Archivmeldung vom 08.02.2011

Bitte beachten Sie, dass die Meldung den Stand der Dinge zum Zeitpunkt ihrer Veröffentlichung am 08.02.2011 wiedergibt. Eventuelle in der Zwischenzeit veränderte Sachverhalte bleiben daher unberücksichtigt.

Freigeschaltet durch Thorsten Schmitt

Wer von Politikverdrossenheit redet, darf schon jetzt auf die langwierigen Verhandlungen zur Hartz-IV-Reform verweisen. In der Öffentlichkeit kommt vor allem an, dass sich die Parteien erbittert um fünf Euro Regelsatzerhöhung streiten. Schwarz-Gelb besteht auf dieser Summe, während SPD und Grüne ein paar Euro mehr drauflegen wollen. Die jeweiligen Begründungen sind mittlerweile so kompliziert, dass sie kaum noch jemand nachvollziehen kann.
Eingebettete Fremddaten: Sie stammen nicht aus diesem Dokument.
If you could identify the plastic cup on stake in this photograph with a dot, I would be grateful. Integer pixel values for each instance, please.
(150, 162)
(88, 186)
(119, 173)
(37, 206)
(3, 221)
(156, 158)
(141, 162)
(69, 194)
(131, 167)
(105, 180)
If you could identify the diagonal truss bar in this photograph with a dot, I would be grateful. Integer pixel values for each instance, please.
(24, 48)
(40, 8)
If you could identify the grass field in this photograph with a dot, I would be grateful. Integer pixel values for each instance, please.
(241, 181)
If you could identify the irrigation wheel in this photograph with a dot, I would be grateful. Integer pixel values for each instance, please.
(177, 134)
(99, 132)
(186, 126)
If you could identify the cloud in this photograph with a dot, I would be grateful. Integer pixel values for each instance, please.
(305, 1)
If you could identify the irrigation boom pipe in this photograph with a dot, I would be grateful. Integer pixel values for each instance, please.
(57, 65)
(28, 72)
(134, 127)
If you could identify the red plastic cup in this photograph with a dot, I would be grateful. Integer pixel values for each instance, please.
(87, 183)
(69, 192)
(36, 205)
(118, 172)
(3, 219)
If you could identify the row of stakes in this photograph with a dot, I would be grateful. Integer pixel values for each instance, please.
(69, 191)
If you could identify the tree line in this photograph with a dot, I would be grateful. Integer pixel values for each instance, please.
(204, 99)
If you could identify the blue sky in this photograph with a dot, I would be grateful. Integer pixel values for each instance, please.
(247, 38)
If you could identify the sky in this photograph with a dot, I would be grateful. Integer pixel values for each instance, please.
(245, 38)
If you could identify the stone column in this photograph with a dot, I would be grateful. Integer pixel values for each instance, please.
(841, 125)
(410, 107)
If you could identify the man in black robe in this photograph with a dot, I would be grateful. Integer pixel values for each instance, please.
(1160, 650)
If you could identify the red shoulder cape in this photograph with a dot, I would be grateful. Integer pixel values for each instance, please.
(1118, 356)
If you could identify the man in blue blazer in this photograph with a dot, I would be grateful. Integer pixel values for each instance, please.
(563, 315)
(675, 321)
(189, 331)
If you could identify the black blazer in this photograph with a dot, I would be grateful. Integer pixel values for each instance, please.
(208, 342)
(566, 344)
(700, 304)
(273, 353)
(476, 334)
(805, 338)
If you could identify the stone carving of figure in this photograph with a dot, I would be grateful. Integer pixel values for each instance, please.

Schwierig ist auch die Bildungsteilhabe für arme Kinder. Sie wäre am besten zu verwirklichen durch den Ausbau der Bildungs-Infrastruktur. Das Land braucht dringend mehr Ganztagsschulen und Ganztagskitas. Doch hier fängt die heikle Frage der föderalen Zuständigkeit an. Die Verhandlungen werden außerdem kompliziert durch die politische Großwetterlage: Am 20. Februar beginnt der Reigen der Landtagswahlen. Die Parteien suchen nach Profilierung. Das erschwert die Kompromisssuche, Gesichtswahrung heißt nun das vordringliche Thema. Die FDP etwa will ihre wirtschaftsliberale Stammklientel nicht durch einen großzügigen Mindestlohn für Zeitarbeiter erschrecken. Die SPD möchte gerne ihr Idee der Schulsozialarbeiter verwirklicht sehen. Die CDU hat Angst, dass die Kosten aus dem Ruder laufen. Und CSU und FDP demonstrieren wieder einmal, dass sie nichts miteinander anfangen können - auch wenn sie auf derselben Seite verhandeln. Unter diesen Umständen ist ein großer Wurf nicht möglich. Es empfiehlt sich die Beschränkung auf das Wesentliche. Die Politik soll für eine transparente Berechnung des Regelsatzes und für die Bildungsteilhabe von armen Kindern sorgen: So lautet im Kern der Auftrag des Bundesverfassungsgerichts. Gefragt ist nun ein Ergebnis. Wenn es nicht bald eines gibt, steht die Politik insgesamt als Verliererin da.